The logic here calls to mind Harlow v. Fitzgerald, in which the Court adopted a purely objective standard for qualified immunity in § 1983/Bivens actions precisely because it would allow more claims to be resolved at summary judgment. But qualified immunity is an affirmative defense vesting in defendant officers a right not to litigate, purely for instrumental reasons--freeing them to focus on serving the public interest without having to deal with the distraction or chilling effect on governmental conduct. One can disagree with that doctrinal logic. But even accepting that, this is vastly different than saying that every defendant has a right to avoid liability prior to trial and that the substantive claim-creating legal rules (as opposed to an affirmative defense) should be interpreted in such a way explicitly to preserve that right. It no longer is enough that the "correct" party prevail--they now must prevail at the right point in litigation.
The other thing flowing through both opinions is concern for juror confusion and the need to make cases easier to grasp and decide. In particular, Alito emphasizes the need for "reasonably clear jury instructions in employment discrimination cases." Of course, the need to make jury instructions more comprehensible does not mean the need to simplify (if not "dumb-down") the substantve law itself. Jurors are capable of understanding and applying difficult legal concepts; the call from scholars has been to present and explain those concepts to the jury in a clearer way.

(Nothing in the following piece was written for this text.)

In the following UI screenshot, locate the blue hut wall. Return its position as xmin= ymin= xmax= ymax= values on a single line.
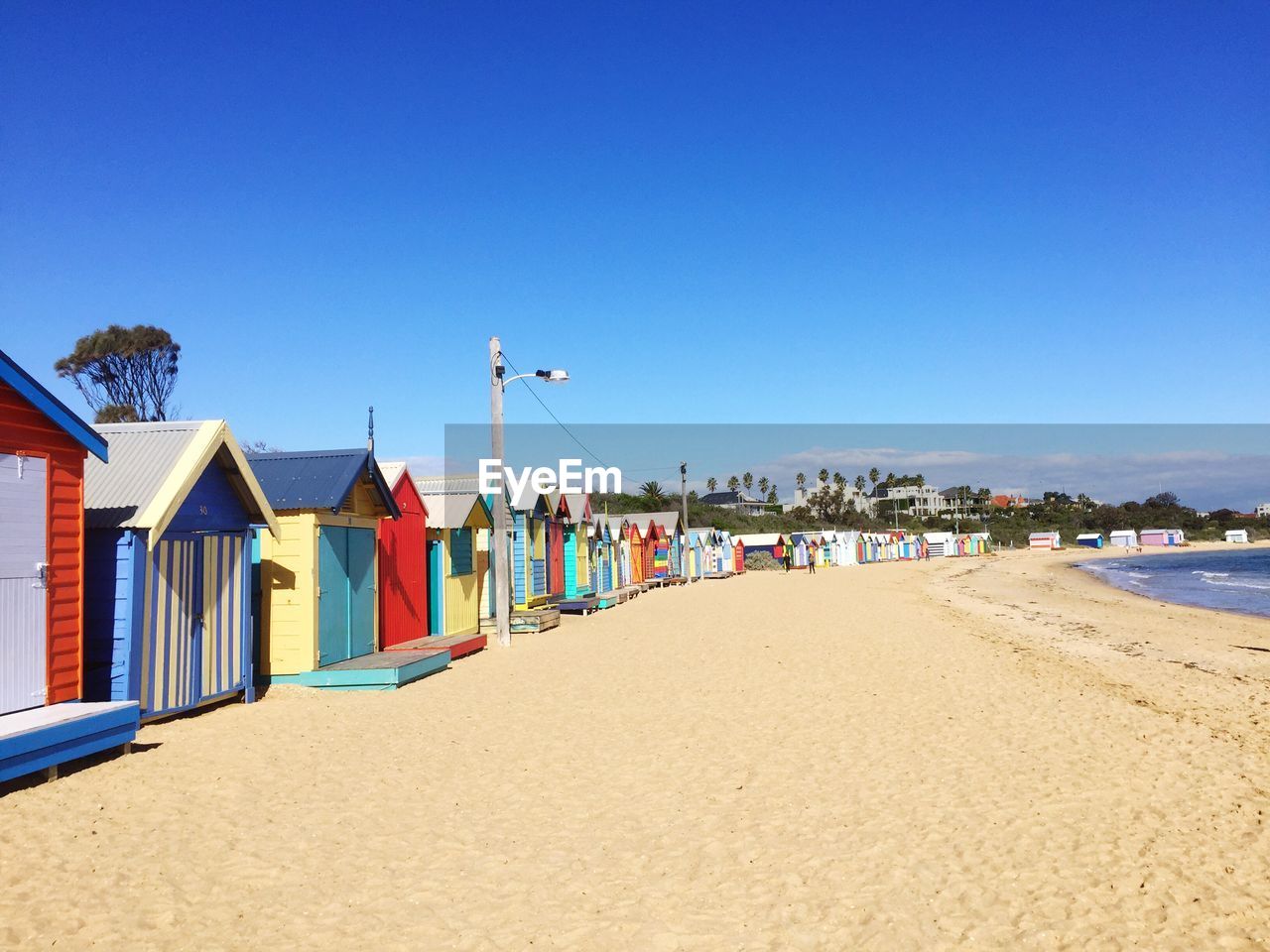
xmin=83 ymin=530 xmax=146 ymax=701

Alito also insists that "the danger of juror confusion is particularly high where the jury is faced with instructions on alternative theories of liability under which different parties bear the burden of proof." But on that logic, we should never have jurors deal with affirmative defenses or counterclaims, which necessarily involve different parties carry different burdens of proof. In any event Nassar itself presents the very problem by imposing different causation standards for substantive claims and retaliation claims; as Justice Ginsburg argues in dissent, those types of claims often (as in Nassar itself) are regularly brought together. In other words, contrary to what Vance suggests should happen, Nassar means jurors will have to deal with different theories of causation fairly regularly (unless, of course, the new but-for standard succeeds in keeping retaliation cases from ever reaching trial).